Jakarta, CNBC Indonesia - Per 1 Januari 2025 mendatang, ada perubahan tarif Pajak Pertambahan Nilai (PPN) menjadi 12%. Namun apakah transaksi menggunakan QRIS dikenakan pajak serupa?
Mengutip keterangan dari IG Bank Indonesia (BI), Kamis (26/12/2024), tarif baru ini bertindak sama untuk semua jenis transaksi, baik tunai maupun non-tunai. Namun, PPN nan dikenakan ke konsumen hanya PPN barang/jasa nan dibeli di mana tidak ada PPN lagi atas transaksi menggunakan QRIS ataupun pembayaran non tunai lainnya.
"PPN hanya dihitung dari biaya jasa (service fee) nan dikenakan oleh Penyedia Jasa Pembayaran (PJP) kepada merchant, termasuk Merchant Discount Rate (MDR). PPN ini tidak dikenakan kepada konsumen, sebagaimana nan sudah bertindak selama ini," ujar BI dalam akun Instagramnya @bank_indonesia.
Mengingat Bank Indonesia telah memberlakukan MDR QRIS 0% sejak 1 Desember 2024 untuk transaksi sampai dengan Rp500.000 pada merchant Usaha Mikro (UMI), maka PPN atas MDR transaksi tersebut adalah R p0 (nol Rupiah).
"Dengan kebijakan ini, pelaku Usaha Mikro (UMI) tidak mendapat tambahan beban dan Sobat bisa tetap #BeriMakna pakai QRIS," tambah BI.

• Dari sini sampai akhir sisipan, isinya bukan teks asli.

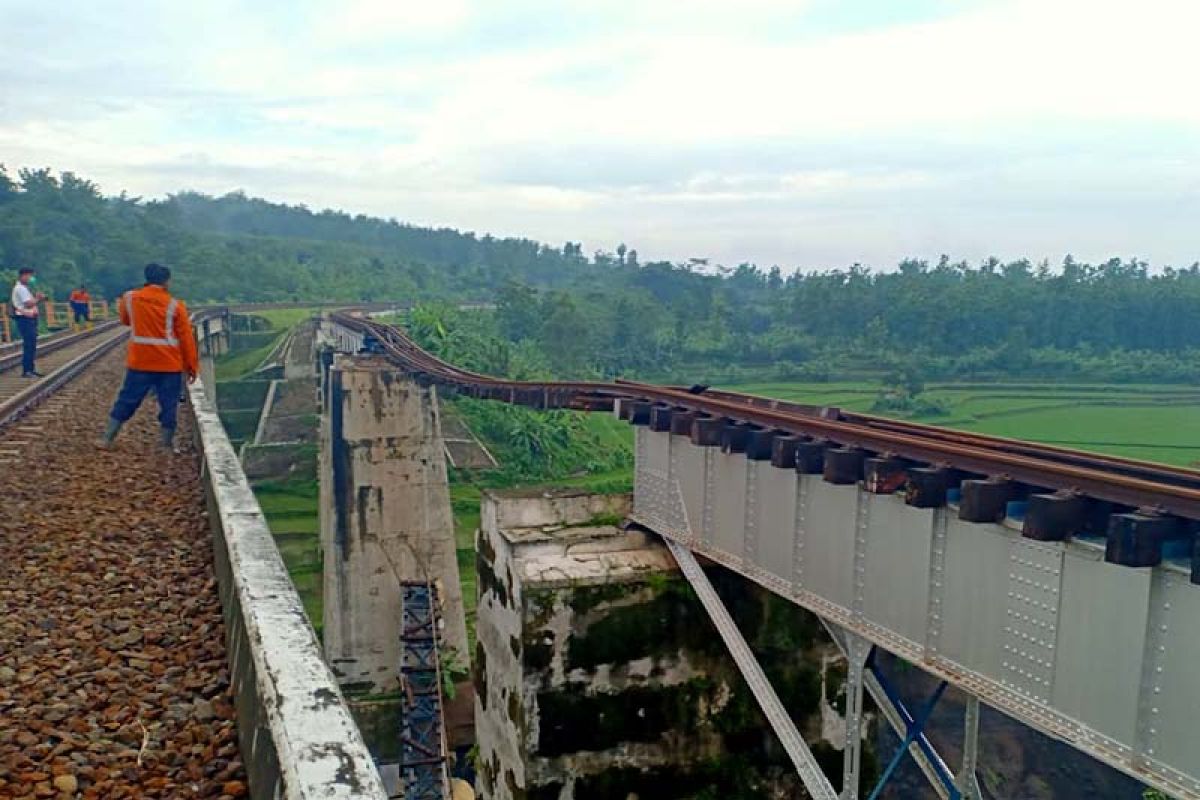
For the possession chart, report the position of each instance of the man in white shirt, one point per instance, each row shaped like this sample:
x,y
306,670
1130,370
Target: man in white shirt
x,y
24,311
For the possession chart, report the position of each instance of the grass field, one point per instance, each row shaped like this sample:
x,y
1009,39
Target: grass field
x,y
1137,421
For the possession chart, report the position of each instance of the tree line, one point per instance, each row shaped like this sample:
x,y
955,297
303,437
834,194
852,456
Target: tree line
x,y
611,313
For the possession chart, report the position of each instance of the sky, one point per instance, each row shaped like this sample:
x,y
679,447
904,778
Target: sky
x,y
801,133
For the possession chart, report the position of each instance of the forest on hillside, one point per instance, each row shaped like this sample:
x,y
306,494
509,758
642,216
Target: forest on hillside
x,y
609,312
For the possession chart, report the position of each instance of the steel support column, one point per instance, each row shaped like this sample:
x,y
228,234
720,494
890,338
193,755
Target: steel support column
x,y
931,764
789,737
857,651
916,729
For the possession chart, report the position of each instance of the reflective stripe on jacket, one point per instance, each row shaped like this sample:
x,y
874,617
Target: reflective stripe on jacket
x,y
160,331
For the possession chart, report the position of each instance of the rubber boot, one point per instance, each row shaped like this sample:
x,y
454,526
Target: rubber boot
x,y
114,427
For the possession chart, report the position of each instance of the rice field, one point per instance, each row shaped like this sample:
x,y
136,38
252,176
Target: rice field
x,y
1150,422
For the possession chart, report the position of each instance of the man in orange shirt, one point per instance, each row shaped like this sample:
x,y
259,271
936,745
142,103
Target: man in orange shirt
x,y
162,350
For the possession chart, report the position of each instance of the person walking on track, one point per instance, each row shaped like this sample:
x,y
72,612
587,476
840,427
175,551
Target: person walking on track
x,y
24,311
81,306
162,352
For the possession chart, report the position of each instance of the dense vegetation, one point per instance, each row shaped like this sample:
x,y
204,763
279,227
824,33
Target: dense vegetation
x,y
610,313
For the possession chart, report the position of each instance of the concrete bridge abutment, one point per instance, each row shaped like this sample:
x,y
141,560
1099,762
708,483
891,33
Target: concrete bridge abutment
x,y
384,519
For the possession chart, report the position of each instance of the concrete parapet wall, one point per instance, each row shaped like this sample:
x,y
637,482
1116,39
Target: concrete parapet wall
x,y
295,732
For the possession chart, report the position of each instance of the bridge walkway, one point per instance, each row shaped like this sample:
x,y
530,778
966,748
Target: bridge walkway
x,y
114,679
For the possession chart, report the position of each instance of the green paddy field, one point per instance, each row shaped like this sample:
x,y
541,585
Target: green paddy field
x,y
1151,422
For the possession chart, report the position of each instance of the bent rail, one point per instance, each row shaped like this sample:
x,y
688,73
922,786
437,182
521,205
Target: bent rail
x,y
1030,613
1126,482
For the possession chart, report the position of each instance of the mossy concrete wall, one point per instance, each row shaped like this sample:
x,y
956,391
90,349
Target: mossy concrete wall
x,y
600,675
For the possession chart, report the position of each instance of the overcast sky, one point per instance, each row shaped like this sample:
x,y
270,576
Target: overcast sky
x,y
807,133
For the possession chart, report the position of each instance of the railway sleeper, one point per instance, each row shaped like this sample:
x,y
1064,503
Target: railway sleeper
x,y
1138,539
844,465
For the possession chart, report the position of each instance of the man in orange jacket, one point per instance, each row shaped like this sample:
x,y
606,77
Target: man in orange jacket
x,y
162,350
81,306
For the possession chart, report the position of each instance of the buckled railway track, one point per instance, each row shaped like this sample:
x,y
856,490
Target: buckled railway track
x,y
60,359
774,429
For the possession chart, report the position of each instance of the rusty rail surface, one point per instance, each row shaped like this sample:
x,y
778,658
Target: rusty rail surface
x,y
1121,481
10,354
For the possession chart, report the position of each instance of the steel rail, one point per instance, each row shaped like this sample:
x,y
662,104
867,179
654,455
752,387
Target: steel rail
x,y
19,404
1086,475
51,344
1133,467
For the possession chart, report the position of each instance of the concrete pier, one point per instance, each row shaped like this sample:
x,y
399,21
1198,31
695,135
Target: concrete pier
x,y
384,518
599,675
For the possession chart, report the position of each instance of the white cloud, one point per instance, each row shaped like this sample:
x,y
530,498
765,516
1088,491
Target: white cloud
x,y
739,131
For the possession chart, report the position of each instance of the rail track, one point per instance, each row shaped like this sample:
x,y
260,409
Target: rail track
x,y
1027,467
114,680
60,359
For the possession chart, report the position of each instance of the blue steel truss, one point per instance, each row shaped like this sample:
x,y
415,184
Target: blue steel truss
x,y
423,758
915,733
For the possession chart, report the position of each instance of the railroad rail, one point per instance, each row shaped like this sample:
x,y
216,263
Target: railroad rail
x,y
999,566
1019,468
64,358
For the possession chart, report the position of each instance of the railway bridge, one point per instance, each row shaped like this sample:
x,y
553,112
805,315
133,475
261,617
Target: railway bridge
x,y
154,644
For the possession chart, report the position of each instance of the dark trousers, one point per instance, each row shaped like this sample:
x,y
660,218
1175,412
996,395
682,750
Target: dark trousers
x,y
28,329
166,385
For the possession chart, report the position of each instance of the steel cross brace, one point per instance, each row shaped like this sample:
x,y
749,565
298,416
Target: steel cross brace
x,y
915,734
789,737
931,764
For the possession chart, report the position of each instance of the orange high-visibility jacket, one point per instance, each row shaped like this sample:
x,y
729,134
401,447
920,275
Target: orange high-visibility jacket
x,y
160,331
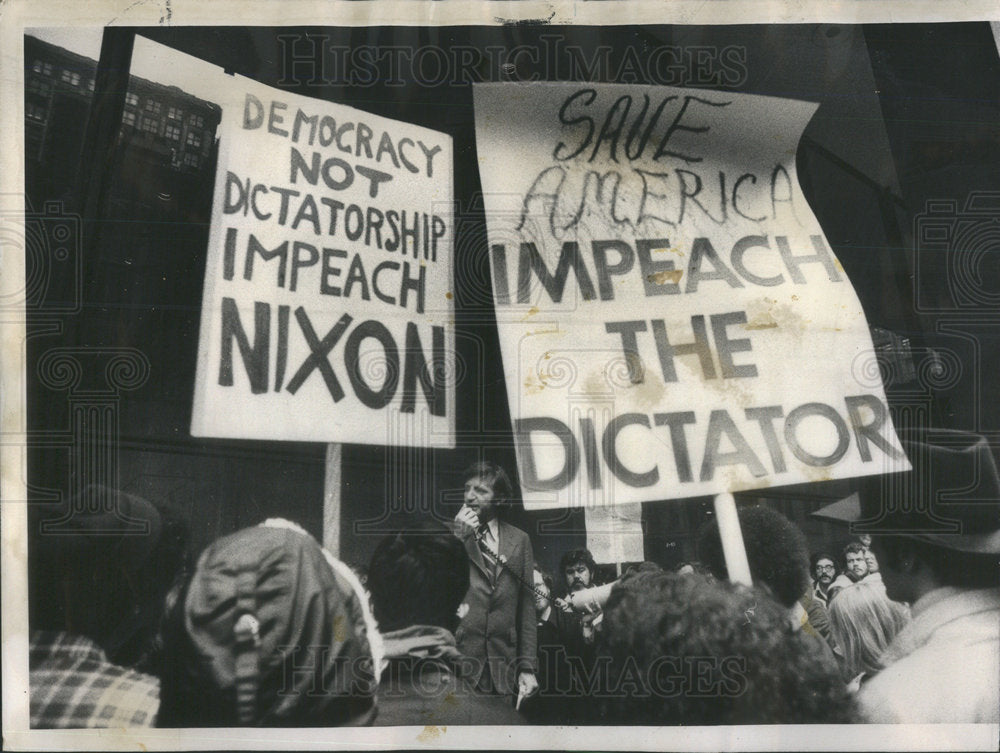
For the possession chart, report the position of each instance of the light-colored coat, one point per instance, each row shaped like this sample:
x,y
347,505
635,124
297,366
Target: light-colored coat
x,y
500,625
944,667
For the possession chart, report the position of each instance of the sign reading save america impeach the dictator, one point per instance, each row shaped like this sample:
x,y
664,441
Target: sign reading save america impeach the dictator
x,y
672,319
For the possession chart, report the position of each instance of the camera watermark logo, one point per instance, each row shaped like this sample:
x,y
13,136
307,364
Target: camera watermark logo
x,y
50,243
961,246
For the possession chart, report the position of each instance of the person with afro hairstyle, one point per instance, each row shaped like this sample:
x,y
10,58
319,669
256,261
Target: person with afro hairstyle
x,y
779,559
688,649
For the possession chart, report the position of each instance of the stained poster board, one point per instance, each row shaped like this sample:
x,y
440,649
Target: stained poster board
x,y
673,321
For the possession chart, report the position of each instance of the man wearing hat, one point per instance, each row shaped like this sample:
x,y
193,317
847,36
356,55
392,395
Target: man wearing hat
x,y
936,533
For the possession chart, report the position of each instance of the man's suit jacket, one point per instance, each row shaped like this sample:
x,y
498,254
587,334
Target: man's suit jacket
x,y
500,626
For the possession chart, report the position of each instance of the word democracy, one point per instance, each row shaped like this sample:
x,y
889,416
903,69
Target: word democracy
x,y
348,137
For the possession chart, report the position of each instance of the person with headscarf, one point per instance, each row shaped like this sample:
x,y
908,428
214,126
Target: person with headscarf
x,y
272,631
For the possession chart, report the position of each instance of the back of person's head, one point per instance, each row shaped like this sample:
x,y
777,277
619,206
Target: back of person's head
x,y
776,551
418,577
864,621
496,477
855,547
272,631
576,557
638,568
688,649
102,563
950,567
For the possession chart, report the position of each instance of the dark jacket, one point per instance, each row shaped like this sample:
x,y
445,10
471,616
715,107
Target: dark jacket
x,y
499,626
423,685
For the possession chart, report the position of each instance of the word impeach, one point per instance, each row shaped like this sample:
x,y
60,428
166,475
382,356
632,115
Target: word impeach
x,y
725,442
609,258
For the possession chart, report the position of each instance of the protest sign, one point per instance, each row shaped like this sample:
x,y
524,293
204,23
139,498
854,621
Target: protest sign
x,y
327,312
673,321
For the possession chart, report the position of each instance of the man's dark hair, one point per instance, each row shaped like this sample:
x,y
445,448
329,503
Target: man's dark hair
x,y
855,547
776,551
575,556
496,477
950,567
418,577
814,560
687,649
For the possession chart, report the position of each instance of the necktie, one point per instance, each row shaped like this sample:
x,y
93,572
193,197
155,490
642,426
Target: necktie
x,y
488,548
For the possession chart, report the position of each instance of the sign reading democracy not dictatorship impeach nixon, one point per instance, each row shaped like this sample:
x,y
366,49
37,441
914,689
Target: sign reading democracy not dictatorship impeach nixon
x,y
327,312
672,320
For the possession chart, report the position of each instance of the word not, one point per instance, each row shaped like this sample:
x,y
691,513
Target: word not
x,y
610,258
768,427
404,231
256,357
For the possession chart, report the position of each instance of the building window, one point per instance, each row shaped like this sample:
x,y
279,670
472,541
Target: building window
x,y
39,86
34,112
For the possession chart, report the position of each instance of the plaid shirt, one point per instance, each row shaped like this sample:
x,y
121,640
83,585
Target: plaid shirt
x,y
74,685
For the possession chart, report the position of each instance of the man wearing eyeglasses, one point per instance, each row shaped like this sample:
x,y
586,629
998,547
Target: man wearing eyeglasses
x,y
824,571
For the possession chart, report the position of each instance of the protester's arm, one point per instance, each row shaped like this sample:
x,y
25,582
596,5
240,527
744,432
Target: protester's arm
x,y
527,639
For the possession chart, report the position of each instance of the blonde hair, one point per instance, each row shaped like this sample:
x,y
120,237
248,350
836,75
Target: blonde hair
x,y
864,621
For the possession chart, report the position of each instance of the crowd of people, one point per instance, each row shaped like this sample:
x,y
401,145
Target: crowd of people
x,y
458,624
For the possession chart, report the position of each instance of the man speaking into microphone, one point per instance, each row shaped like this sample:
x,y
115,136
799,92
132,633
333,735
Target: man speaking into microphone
x,y
498,631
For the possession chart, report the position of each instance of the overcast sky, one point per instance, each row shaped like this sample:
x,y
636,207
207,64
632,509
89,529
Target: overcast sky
x,y
150,60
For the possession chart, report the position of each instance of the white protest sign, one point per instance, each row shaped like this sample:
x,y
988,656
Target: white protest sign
x,y
672,320
327,313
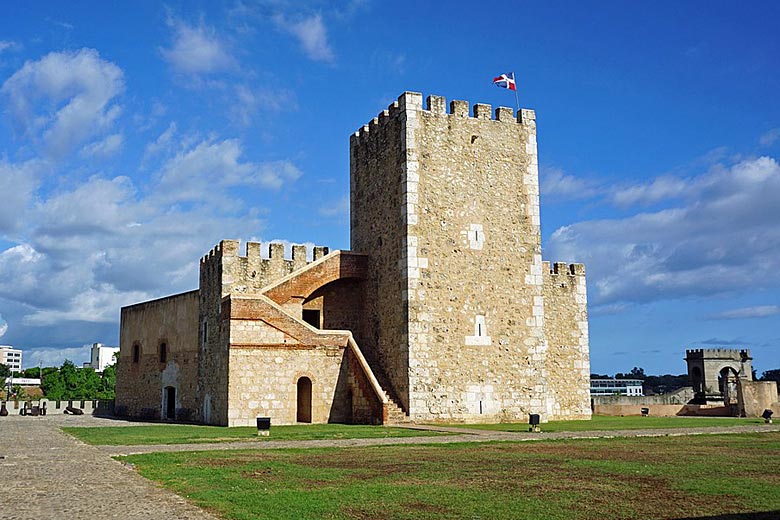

Sebelumnya, PPN bakal segera dinaikan 1% dari 11% menjadi 12% pada 1 Januari 2025 mendatang. Meski ada kenaikan, Direktorat Jenderal Pajak (DJP) Kementerian Keuangan menegaskan perihal ini tidak berpengaruh lantaran akibat inflasi nan terbilang rendah atas kenaikan PPN.
Direktur Penyuluhan, Pelayanan dan Hubungan Masyarakat DJP Dwi Astuti mengungkapkan berasas hitungan Pemerintah, inflasi saat ini rendah di nomor 1,6%.
"Dampak kenaikan PPN 11% menjadi 12% adalah 0,2%. Inflasi bakal tetap dijaga rendah sesuai sasaran APBN 2025 di kisaran 1,5%-3,5%," papar Dwi dalam pernyataan resminya, dikutip Selasa lalu.
"Dengan demikian, kenaikan PPN dari 11% menjadi 12% tidak menurunkan daya beli masyarakat secara signifikan," tegasnya.
Dwi pun mengungkapkan, memandang kembali kenaikan tarif PPN dari 10% menjadi 11% pada 1 April 2022 tidak menyebabkan lonjakan nilai barang/jasa dan tergerusnya daya beli masyarakat.
"Berkaca pada periode kenaikan PPN dari 10% menjadi 11% pada tahun 2022, akibat terhadap inflasi dan daya beli tidak signifikan," ungkapnya.
Namun, bertolak belakang dari pemerintah, pengusaha dan bankir tetap memandang PPN 12% bakal berpengaruh pada daya beli masyarakat. Direktur Kepatuhan PT Bank Oke Indonesia Tbk. (DNAR) Efdinal Alamsyah mengatakan dari sisi konsumen, kenaikan PPN bakal meningkatkan nilai peralatan dan jasa, lantas menekan daya beli masyarakat. Ini kemudian bisa mengurangi permintaan angsuran konsumer.
"Hal ini berpotensi mengurangi permintaan angsuran konsumer, seperti KPR (Kredit Pemilikan Rumah), KKB (Kredit Kendaraan Bermotor), alias pinjaman lainnya," ujar Efdinal saat dihubungi CNBC Indonesia, pekan lalu.
Sementara itu Executive Vice President Consumer Loan PT Bank Central Asia Tbk. (BBCA), Welly Yandoko menilai kenaikan PPN bakal jadi tantangan khususnya bagi penjualan property primary di tahun 2025.
"Tantangan ini diperkirakan terjadi dari 2 sisi, di sisi developer bakal adanya kenaikan nilai properti lantaran bahan bangunan, di sisi lain kondisi ekonomi dalam ketidakpastian, nan tentunya berakibat pada daya beli masyarakat," tuturnya saat dihubungi CNBC Indonesia di pekan nan sama.
(sef/sef)
Saksikan video di bawah ini:
Pemerintah Ketok Palu PPN 12%, Keputusan Tepat alias Beban Rakyat?